The above site gives you the first page of this article but will only let you see the second page if you sign up to JAMA (Journal of the American Medical Association). Therefore I have provided the second page below:

     "Implications
     "Le Grand's work on post-World War II British social policy found that perceptions of human motivations gradually transformed, with the prevailing view of the typical British citizen morphing from knight into knave as the costs of maintaining an expensive welfare state increased.
     "US perspectives on physicians have undergone a similar transformation with the increasing cost (both to taxpayers and to individual patients) of health care delivery. As physician behavior has been tied to these rising costs and increasing scrutiny has been applied to the quality of care delivered, policy discourse often reflects the perspective that physicians are an obstacle not an enabler to a functioning health care system. Rather than being counted on to exercise their professional ethic to address problems in health care delivery, physicians should be guided to do what is right with an increasing menu of incentive payments (ie, pay for performance or value-based purchasing) or strict regulations. Rather than being counted on to maintain their knowledge and expertise on their own accord, they are subject to periodic examinations to demonstrate continued proficiency.
    "These views are grounded in evidence of unwarranted variation in care, clear evidence of waste and even fraud, and decline in knowledge over time.The modern US physician is regarded as either a knave or a pawn and is seldom regarded as a knight. but the evidence that has led to distrust of physicians does not apply universally and many physicians still are the knights in the health care system. How can society be sure not to undermine those motivated by professionalism while guarding against those motivated by self-interest?
     "Not all policy prescriptions have abandoned the view of physician as knight. Prepaid models of health care payment such as accountable care organizations and the patient-centered medical home place responsibility in the hands of physicians -- with the idea that physicians will be responsible stewards. In these examples, physicians must be counted on to organize and structure care delivery, responsibly use resources, and measure and improve individual and population outcomes. Still, it is perhaps the knavish conception of physicians that makes these physician-driven models of health care delivery more the fodder of pilot projects and demonstrations than models that are rapidly adopted and widely disseminated.
     "Le Grand offers an important lesson and warning: it is critically important to understand and get 'true motivations' right. Disaster may follow if persons largely of a knavish quality are treated as knights; but the same maybe true for 'policies fashioned on a belief that people are knaves if the consequence is to suppress their natural altruistic impulses and hence destroy part of their motivation to provide a quality public service.' Le Grand further warns that policies that 'treat people as pawns, may lead to demotivated workers...again causing adverse outcomes for the polices concerned; while polices that give too much power...may result in individuals making mistakes that damage their own or others' welfare.
     "The US public would be wise to heed Le Grand's advice and carefully consider whether its perceptions of physicians match reality. For their part, physicians must thoughtfully consider whether and how they contribute to the perception that they are knights, knaves, or pawns."

References:
 Le Grand J.  Motivation, Agency, and Public Policy: Of Knights, Knaves, Pawns and Queens, New York, NY; Oxford University Press, 2003.

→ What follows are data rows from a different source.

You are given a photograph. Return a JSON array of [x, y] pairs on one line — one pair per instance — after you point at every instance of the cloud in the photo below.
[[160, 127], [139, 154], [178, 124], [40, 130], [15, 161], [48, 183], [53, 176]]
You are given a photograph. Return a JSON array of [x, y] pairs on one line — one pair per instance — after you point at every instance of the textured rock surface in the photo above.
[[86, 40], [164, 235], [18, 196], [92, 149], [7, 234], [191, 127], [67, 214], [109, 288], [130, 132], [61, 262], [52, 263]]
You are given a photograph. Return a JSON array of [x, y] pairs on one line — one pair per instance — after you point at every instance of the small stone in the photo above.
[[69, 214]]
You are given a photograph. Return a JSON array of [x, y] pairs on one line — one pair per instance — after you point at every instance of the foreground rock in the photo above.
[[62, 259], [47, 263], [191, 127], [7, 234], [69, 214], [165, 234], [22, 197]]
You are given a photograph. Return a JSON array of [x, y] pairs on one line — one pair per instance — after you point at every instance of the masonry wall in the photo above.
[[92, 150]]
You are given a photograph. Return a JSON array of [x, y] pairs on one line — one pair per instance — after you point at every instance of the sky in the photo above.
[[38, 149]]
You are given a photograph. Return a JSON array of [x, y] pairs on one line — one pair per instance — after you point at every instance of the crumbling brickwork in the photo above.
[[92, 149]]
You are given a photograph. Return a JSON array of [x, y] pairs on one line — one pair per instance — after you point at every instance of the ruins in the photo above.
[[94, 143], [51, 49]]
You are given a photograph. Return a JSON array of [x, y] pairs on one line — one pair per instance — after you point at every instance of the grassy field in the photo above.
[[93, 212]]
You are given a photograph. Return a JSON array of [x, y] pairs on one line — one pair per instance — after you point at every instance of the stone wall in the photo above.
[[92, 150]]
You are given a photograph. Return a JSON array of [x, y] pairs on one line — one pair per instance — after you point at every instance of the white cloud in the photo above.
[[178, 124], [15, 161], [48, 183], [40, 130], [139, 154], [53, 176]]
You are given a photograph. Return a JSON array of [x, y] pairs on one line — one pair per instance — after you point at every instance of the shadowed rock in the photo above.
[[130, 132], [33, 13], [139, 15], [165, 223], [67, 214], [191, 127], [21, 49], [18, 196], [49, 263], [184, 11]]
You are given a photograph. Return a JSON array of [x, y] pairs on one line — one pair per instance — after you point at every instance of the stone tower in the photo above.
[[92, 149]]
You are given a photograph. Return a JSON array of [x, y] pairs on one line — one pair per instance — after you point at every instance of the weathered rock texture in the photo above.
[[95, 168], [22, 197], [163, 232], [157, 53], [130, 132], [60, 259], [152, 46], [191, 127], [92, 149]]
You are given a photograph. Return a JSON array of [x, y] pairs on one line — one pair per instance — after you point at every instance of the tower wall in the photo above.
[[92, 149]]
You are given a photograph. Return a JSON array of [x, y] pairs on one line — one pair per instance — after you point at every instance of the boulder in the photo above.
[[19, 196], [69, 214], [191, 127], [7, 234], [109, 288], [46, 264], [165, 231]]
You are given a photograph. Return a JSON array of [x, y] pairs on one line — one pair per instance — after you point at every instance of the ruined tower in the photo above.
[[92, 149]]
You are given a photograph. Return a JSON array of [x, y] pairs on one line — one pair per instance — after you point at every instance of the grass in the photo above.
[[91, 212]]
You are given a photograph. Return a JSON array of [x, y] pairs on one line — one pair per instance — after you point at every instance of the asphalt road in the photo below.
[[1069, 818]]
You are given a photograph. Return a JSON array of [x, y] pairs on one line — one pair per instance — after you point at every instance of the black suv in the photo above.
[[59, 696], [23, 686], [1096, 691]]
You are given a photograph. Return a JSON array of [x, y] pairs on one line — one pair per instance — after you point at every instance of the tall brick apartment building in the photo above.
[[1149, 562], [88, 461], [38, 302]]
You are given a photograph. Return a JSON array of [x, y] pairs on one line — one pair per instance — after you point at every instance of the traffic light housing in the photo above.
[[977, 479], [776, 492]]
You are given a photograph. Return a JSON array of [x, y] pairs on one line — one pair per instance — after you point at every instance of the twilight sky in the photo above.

Choudhry NK, Fletcher RH, Soumeral SB. Systematic review: the relationship between clinical experience and quality of health care.  Ann Intern Med. 2005; 142(4) 260-273

Committee on Quality and Health Care in American; Institute of Medicine. Crossing the Quality Chasm. Washington DC: National Academies Press 2001.

McClellan M, McKethan AN, Lewis, JL, Roski J, Fisher ES.  A national strategy to put accountable care into practice.  Health Aff (Millwood). 2010; 29(5) 982-990.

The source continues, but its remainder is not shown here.